Business

Maha likely to raise stamp duty, tax e-commerce transaction, impose cess on mobile users

Burdened with a high public debt of Rs 3.44 lakh crore and a revenue deficit of Rs 26,000 crore, the BJP-led government in Maharashtra may increase the stamp duty to Rs 500 from the present Rs 100 required to be paid on any transaction paper including declaration, affidavit or agreement. 

The Devendra Fadnavis government is all set to present its maiden budget in the state legislature on March 18.

The government hopes to mobilise about Rs 5,000 crore annually. Further, the government wants to make e-commerce transactions taxable on the lines of Kerala and Karnataka. This will add nearly Rs 1,000 crore to the state exchequer.

Moreover, the BJP-led government is contemplating imposition of a monthly cess  of Rs 10 on mobile users to mobilise Rs 1,440 crore annually. The government may introduce some cess when additional floor space index (FSI) is granted to the realty sector. The government expects to raise about Rs 500 to 1,000 crore annually.

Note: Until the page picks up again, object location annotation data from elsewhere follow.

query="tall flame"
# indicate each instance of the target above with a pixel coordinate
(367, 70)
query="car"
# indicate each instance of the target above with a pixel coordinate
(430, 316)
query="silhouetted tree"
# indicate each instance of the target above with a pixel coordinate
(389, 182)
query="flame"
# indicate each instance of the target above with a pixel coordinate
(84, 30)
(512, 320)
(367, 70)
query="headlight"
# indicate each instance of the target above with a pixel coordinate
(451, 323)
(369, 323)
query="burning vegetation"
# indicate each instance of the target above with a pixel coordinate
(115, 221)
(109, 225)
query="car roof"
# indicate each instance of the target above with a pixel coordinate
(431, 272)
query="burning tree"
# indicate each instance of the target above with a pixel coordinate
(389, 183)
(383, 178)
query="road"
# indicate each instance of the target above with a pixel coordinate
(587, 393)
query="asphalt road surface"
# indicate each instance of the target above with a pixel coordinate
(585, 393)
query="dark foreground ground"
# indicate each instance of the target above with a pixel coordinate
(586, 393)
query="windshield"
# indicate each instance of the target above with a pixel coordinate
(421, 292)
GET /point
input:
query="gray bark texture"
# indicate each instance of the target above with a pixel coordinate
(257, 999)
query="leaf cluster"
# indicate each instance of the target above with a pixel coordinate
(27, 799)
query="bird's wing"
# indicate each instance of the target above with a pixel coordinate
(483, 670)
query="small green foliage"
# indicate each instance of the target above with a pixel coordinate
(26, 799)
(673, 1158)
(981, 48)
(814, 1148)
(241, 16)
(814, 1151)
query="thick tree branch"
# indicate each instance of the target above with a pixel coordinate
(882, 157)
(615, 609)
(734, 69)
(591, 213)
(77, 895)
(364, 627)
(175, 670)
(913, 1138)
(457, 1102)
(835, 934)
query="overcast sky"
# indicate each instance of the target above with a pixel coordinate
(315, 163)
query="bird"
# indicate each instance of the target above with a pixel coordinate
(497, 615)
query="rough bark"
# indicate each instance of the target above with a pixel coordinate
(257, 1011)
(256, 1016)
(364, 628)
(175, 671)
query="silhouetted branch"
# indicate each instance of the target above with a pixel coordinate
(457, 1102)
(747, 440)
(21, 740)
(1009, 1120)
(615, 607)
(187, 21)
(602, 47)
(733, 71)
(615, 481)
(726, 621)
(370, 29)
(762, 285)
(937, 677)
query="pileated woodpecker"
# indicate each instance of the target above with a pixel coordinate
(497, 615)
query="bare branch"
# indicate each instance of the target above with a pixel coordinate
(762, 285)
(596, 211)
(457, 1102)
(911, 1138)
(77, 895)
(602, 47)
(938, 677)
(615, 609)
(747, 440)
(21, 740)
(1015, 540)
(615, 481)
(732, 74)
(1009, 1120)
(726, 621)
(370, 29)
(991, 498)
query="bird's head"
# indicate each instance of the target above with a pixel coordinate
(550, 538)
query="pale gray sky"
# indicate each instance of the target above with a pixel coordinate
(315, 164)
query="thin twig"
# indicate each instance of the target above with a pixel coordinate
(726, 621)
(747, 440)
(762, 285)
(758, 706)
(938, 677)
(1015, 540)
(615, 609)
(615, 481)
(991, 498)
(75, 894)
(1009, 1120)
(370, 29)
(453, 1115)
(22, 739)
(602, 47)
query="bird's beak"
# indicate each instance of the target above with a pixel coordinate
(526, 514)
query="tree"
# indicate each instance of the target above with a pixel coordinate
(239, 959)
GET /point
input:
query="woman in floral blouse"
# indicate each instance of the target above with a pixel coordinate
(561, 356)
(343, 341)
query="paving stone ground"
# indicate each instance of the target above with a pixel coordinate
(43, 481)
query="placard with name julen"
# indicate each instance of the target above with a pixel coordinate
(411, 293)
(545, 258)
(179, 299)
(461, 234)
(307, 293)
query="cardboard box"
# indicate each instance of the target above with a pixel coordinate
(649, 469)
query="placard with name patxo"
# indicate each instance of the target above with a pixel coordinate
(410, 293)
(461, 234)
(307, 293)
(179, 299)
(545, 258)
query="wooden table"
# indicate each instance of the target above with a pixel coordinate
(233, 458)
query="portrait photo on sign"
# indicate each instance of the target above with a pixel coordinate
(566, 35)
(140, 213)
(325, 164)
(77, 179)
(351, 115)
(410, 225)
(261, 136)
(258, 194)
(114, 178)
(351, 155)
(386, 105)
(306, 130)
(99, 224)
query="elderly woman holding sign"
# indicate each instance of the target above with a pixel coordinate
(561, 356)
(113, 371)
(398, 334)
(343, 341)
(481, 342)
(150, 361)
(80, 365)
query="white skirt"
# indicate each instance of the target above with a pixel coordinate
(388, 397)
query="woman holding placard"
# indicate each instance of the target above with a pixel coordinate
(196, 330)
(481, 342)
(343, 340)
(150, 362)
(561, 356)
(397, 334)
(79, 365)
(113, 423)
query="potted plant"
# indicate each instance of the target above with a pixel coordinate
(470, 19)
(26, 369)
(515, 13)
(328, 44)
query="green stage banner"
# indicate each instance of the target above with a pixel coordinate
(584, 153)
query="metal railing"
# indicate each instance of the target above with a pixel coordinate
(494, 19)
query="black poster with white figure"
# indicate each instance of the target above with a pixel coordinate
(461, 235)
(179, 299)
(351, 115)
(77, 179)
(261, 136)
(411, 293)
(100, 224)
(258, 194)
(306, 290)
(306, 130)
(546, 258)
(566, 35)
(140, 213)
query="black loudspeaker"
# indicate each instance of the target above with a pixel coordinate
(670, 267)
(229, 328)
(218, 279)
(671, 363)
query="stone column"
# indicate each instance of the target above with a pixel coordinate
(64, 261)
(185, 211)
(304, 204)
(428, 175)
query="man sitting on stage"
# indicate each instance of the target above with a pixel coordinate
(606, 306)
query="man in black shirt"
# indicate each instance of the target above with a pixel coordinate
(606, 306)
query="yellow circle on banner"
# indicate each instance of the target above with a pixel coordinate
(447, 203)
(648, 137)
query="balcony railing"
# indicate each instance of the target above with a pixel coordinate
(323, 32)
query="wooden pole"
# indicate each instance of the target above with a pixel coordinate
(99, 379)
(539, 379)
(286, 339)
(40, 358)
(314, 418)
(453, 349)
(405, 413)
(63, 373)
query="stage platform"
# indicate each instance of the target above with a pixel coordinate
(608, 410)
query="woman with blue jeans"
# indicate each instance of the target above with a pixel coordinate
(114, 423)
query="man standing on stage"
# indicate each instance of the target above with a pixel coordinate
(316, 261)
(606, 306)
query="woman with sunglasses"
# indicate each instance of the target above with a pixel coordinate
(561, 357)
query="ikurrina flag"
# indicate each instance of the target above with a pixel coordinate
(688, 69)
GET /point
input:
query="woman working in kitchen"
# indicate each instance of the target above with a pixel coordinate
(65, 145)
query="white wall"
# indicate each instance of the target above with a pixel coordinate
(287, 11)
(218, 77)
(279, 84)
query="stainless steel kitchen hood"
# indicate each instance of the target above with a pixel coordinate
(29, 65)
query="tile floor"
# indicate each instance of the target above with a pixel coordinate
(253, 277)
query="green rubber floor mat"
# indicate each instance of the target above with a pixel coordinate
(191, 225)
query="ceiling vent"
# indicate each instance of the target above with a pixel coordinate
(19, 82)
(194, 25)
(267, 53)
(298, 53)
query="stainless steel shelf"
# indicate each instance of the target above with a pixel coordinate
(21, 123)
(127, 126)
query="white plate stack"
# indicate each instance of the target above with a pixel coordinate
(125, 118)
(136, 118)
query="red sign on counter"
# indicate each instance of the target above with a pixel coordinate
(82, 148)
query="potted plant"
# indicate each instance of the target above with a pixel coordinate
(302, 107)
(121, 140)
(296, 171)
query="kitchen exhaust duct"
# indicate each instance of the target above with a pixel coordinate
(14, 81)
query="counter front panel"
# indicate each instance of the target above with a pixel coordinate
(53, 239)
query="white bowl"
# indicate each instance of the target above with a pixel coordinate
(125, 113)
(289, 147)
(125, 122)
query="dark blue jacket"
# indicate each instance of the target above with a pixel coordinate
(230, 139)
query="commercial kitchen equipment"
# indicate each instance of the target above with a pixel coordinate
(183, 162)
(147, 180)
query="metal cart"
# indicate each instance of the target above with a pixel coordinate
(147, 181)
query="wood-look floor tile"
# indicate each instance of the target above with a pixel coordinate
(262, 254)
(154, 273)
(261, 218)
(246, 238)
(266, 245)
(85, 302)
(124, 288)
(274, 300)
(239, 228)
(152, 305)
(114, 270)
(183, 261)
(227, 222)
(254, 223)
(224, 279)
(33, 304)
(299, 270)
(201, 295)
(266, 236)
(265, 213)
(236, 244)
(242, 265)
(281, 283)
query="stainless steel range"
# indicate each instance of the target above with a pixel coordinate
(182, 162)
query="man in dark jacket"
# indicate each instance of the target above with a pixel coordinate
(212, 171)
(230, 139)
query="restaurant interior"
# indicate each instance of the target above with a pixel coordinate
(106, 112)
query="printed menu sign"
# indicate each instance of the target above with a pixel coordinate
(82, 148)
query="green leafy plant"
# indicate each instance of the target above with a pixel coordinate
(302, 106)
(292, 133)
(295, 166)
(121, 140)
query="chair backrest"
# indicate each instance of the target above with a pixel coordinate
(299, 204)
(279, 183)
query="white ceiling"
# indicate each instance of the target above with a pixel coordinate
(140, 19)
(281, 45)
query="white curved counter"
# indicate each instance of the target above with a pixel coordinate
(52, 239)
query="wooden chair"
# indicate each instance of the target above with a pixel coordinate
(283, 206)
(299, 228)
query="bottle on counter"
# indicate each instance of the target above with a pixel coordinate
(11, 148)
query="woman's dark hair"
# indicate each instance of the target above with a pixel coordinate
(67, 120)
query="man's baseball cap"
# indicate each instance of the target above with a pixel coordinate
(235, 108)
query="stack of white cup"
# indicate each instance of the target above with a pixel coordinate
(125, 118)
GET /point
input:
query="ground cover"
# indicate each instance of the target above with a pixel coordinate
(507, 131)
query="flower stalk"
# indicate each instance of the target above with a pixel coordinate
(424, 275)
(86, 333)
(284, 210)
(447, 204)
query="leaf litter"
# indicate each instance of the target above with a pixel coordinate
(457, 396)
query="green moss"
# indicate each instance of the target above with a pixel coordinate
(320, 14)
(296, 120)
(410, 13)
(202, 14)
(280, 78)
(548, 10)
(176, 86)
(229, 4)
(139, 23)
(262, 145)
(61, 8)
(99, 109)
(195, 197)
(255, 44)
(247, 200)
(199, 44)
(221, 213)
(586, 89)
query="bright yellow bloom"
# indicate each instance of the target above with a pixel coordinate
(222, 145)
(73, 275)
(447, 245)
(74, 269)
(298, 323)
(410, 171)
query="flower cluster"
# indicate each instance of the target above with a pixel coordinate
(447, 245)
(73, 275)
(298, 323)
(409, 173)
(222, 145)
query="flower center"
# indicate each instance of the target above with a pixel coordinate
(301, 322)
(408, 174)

In order to fulfil the poll promise to scrap local body tax (LBT) currently recovered by 25 municipal corporations, the government proposes to impose one or two per cent surcharge on value added tax (VAT)  from April 1 this year till the launch of goods and services tax (GST) from April next year.

The government will have to take a call whether the Octroi collected by the Brihan Mumbai Municipal Corporation will be abolished from April 1 this year or after the introduction of GST next year. The government will have to then ensure that annual revenue of Rs 15,000 crore earned by these 26 municipal corporations is protected for at least one year.

As far as toll cess is concerned, the chief minister Devendra Fadnavis has denied that BJP had never promised to totally abolish toll in the state but said the government is quite keen to rationalise toll rates.

Besides, a new toll policy is being proposed with a buy back arrangement in agreement with the contractor and also give concessions to few vehicles in the current toll collection deals.

State finance minister Sudhir Mungantiwar told Business Standard, ”The government cannot increase taxes but it will now put in place a strict monitoring mechanism to evaluate how the allocated funds are used properly and in a time bound manner on proposed heads. The government will focus on further strengthening the physical infrastructure especially in the rural area, allot funds especially for those irrigation projects which are almost 75 to 85% complete and encourage jobs especially in the micro, small and medium enterprises.”

Further, the minister said special attention will be paid to increase the farm output through producer group. Besides, the government lays emphasis on the implementation of state wide water conservation project entitled Jalyukta Shivar Yojana.

According to Mungantiwar, the government will further encourage self help groups managed by the women in a bid to increase small businesses and jobs.